La sécurité alimentaire : état des lieux et enjeux

Cet article est le premier d’une série de trois articles sur la sécurité alimentaire et ses enjeux. Le deuxième volet paraîtra le 20 novembre et le troisième volet sera disponible le 27 novembre.

Vous êtes-vous déjà demandé ce qui se passerait si vous deviez subvenir à vos besoins alimentaires tout.e. seul.e ? Cueillir les fraises de la confiture de ce matin, faire pousser les pommes de terre pour le gratin de ce soir et, bien sûr, récolter les grains pour le café de la petite pause entre deux cours ? Non ? En Suisse, la plupart d’entre nous vit dans une certaine bulle de confort et peut-être même de naïveté : il y a toujours une Migros ou une Coop pas très loin, même le marché et ses produits locaux et bio sont présents en ville tous les samedis. La rapidité de l’achat, mais aussi la facilité d’accès à des produits qui viennent aussi bien de très près que de très loin (ne parlons même pas du hors-saison), nous feraient presque oublier que ce privilège n’est pas acquis et qu’il repose sur des fondations qui peuvent vaciller, voire s’effondrer. Notre tranquillité d’esprit quant à la garantie de pouvoir continuer à acheter des aliments frais, de qualité et à un prix « correct » repose sur une certaine sécurité alimentaire qui est assurée dans notre pays. Mais qu’est-ce que cette sécurité alimentaire implique ?

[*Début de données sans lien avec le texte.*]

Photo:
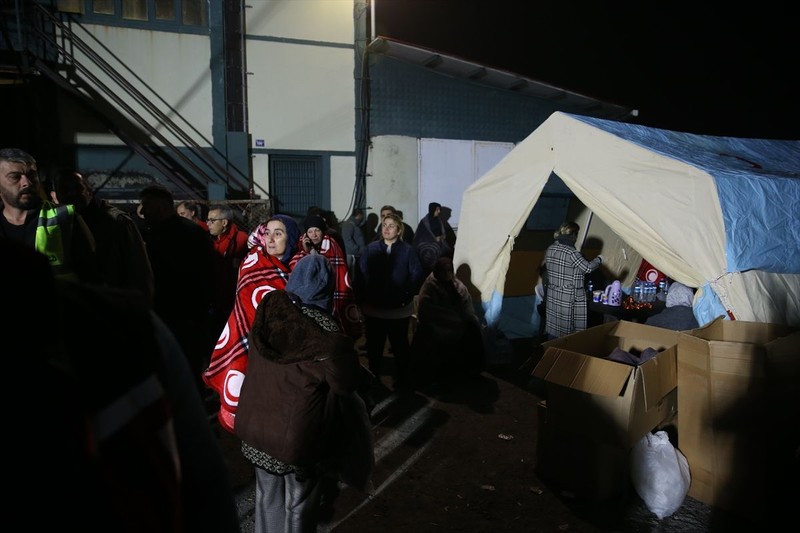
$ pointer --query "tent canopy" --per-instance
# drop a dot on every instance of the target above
(717, 213)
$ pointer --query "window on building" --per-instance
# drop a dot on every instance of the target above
(295, 183)
(182, 12)
(103, 7)
(134, 9)
(165, 9)
(194, 12)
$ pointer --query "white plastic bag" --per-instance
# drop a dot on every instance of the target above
(660, 474)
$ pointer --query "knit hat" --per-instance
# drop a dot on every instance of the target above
(315, 221)
(312, 281)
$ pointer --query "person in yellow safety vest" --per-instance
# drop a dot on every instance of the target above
(58, 232)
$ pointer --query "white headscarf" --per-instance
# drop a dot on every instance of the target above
(679, 294)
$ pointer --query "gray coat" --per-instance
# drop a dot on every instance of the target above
(566, 297)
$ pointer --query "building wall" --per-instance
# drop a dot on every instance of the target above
(409, 100)
(178, 82)
(300, 84)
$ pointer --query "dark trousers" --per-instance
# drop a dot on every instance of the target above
(396, 330)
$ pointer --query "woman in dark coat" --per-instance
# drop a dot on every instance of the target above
(298, 410)
(391, 275)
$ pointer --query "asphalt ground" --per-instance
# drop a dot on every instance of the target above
(462, 457)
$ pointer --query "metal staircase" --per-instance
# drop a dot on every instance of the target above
(39, 40)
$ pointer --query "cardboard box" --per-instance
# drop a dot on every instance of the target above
(738, 400)
(610, 402)
(571, 462)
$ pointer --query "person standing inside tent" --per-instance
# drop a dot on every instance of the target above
(565, 309)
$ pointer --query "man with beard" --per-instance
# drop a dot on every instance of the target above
(58, 232)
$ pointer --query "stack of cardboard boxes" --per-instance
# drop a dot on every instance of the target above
(730, 389)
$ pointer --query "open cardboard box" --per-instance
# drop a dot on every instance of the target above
(606, 401)
(739, 401)
(587, 469)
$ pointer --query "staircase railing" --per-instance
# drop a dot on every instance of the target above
(123, 107)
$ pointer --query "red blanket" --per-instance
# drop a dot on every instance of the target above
(259, 274)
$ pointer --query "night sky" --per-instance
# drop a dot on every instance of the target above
(717, 71)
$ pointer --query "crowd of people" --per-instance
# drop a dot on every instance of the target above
(267, 323)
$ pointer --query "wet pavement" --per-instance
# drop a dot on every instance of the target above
(464, 459)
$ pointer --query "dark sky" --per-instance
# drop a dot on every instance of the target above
(718, 71)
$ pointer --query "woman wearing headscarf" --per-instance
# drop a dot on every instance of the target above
(566, 267)
(315, 240)
(264, 269)
(430, 239)
(678, 314)
(447, 341)
(299, 400)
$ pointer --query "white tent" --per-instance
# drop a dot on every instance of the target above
(718, 213)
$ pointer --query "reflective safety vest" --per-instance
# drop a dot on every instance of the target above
(54, 238)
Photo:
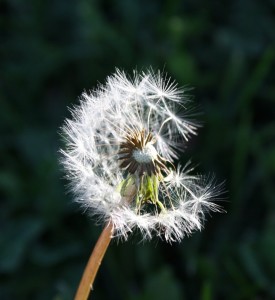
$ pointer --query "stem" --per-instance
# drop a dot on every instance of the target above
(88, 277)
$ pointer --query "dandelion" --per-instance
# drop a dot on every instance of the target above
(122, 144)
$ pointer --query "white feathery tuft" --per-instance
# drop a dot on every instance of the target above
(93, 137)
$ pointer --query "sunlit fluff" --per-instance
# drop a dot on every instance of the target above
(121, 146)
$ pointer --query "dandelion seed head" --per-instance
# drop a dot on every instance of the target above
(122, 143)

LA SÉCURITÉ ALIMENTAIRE : ÉTAT DES LIEUX

Nous savons bien toutes et tous ce qu’est intuitivement la sécurité alimentaire : avoir de la nourriture en quantité suffisante pour répondre à nos besoins physiologiques. Cependant, la sécurité alimentaire, bien qu’incluant cet aspect de suffisance, ne se limite pas à cette composante. Pour le Comité de la sécurité alimentaire mondiale de l’ONU, la sécurité alimentaire « existe lorsque tous les êtres humains ont, à tout moment, la possibilité physique, sociale et économique de se procurer une nourriture suffisante, saine et nutritive leur permettant de satisfaire leurs besoins et préférences alimentaires pour mener une vie saine et active ». Elle se compose notamment de quatre piliers essentiels que sont :

  1. L’accès à la nourriture par l’autosuffisance ou la capacité financière de l’acheter
  2. La disponibilité de la nourriture, qui sous-entend donc une quantité suffisante de nourriture pour tout le monde
  3. La qualité suffisante de la nourriture aussi bien du point de vue nutritionnel que sanitaire
  4. La stabilité des trois premières dimensions qui permettent un accès à la nourriture en suffisance et de qualité.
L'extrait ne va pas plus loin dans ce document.